These are just some of the questions that teams of McGill instructors and graduate students tried to answer as part of the inaugural Sustainability Education Fellows cohort. The goal of this pilot program, which wrapped up in early May, was to challenge participants from any discipline to design or redesign a course to include sustainability at its core. Along the way, they received support and training from experts in the Faculty of Education (Department of Integrated Studies in Education – DISE), the Office of SustainabilityTeaching and Learning Services, the Office of Science Education, and the Office of the Provost and Vice-Principal (Academic).

A major advocate and key developer of this program is PhD candidate and Vanier Scholar Stephanie Leite, whose research at DISE focuses on transformative climate change education. In conversation with the Office of Sustainability, Leite offers insight on the unique role graduate students can play when it comes to making sustainability an integral part of higher education.

What led you to get involved in sustainability?

I finished my undergraduate degree 20 years ago and, at the time, I naively believed that climate change was something for future generations to worry about.

More recently, reading these major IPCC reports coming out about climate change really influenced my decision to go back to graduate school and learn about how education fits into all of this. My research now is about expanding the concept of climate change education, ways of rethinking education for a climate-altered world, and the role of education to either perpetuate unsustainable actions or transform worldviews to improve things.

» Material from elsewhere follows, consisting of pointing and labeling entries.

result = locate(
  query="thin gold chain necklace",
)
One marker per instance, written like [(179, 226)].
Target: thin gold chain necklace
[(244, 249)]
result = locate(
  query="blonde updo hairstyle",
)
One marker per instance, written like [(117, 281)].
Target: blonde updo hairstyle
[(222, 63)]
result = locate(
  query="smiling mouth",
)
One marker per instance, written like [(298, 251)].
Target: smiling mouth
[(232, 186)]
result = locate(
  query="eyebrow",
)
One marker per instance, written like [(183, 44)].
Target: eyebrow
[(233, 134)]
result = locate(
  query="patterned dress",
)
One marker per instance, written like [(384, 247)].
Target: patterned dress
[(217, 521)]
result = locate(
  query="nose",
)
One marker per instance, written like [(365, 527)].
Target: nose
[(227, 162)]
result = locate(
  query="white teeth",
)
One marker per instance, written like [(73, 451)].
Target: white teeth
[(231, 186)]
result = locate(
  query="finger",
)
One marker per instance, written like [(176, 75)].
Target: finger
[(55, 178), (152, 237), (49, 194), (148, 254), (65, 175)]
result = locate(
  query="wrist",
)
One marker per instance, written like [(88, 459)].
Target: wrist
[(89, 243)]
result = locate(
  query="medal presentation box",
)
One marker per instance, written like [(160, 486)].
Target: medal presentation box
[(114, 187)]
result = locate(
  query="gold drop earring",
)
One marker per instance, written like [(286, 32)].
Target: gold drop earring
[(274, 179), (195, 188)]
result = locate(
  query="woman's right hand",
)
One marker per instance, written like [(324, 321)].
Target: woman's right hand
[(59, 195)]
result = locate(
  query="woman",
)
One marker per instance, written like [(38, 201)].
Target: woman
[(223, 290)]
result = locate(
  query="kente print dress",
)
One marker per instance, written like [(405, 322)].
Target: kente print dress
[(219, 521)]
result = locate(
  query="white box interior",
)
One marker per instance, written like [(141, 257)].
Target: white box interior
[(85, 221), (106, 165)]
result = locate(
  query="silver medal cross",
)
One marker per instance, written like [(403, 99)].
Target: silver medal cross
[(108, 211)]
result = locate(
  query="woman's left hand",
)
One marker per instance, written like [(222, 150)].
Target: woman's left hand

You’re also working to embed sustainability in the curriculum of courses at McGill, ranging from health geography and dietetics to urban resource consumption and supply chains. How did this project come about, and how does it fit into the broader vision for a more sustainable campus?

The Sustainability Education Fellows grew out of a series of conversations that were happening on campus before I arrived about how to create learning opportunities that implement the education goals outlined in McGill’s Sustainability Strategy. It started with individuals from different offices and faculties getting together to talk about how they could support each other’s efforts. From this, a group of us realized we were all interested in embedding sustainability into our curriculum more, so we started looking at how to make that happen.

Thanks to the Sustainability Projects Fund, we were able to fund 23 Faculty and Student Fellows who worked on increasing where and how much you can learn about sustainability at McGill. The goal is to work toward having sustainability considered in all disciplines, rather than being an isolated topic.

What role do you think graduate students play in terms of creating sustainable change on campus?

I think grad students are in a unique position because we’re able to look at the bigger picture from both sides. We’re students, but a lot of times we’re also instructors. We know what it feels like to be a student and have pressure from assignments and exams. And at the same time, we know how difficult it can be to be an instructor. By being part of both sides, grad students can provide insight on curriculum changes that work best for everyone.

We also hope that the Student Sustainability Education Fellows take the approaches and lessons learned from this program into whatever they do next. We need people to start thinking more strategically of all the possibilities for learning about sustainability that are not part of a formal university or school.

Engagement from graduate students on campus tends to be lower than other groups. Why do you think this is, and how can we encourage more?

In my own cohort in the Faculty of Education, we have students who have just finished a bachelor’s or master’s degree and are starting a PhD, and students who have decades of experience in various careers or are working full-time and studying in the evenings. So, in terms of time commitment and lifestyle, it’s a big range. Grad students also have a different relationship with campus and student life in general. For example, I sometimes go two or three weeks without being on campus because I have a kid and I’m not teaching or taking classes.

Part of improving engagement is just making sure we feel that connection to the McGill community. The response from students interested in the Sustainability Education Fellows program has been overwhelming. As a pilot program, in our early conversations, we wondered if anyone would apply. But in the end, we had more students apply than we could fund. That shows me that the interest is there, and people were just waiting for an opportunity and incentive. The more opportunities offered to graduate students, the more welcoming campus will feel.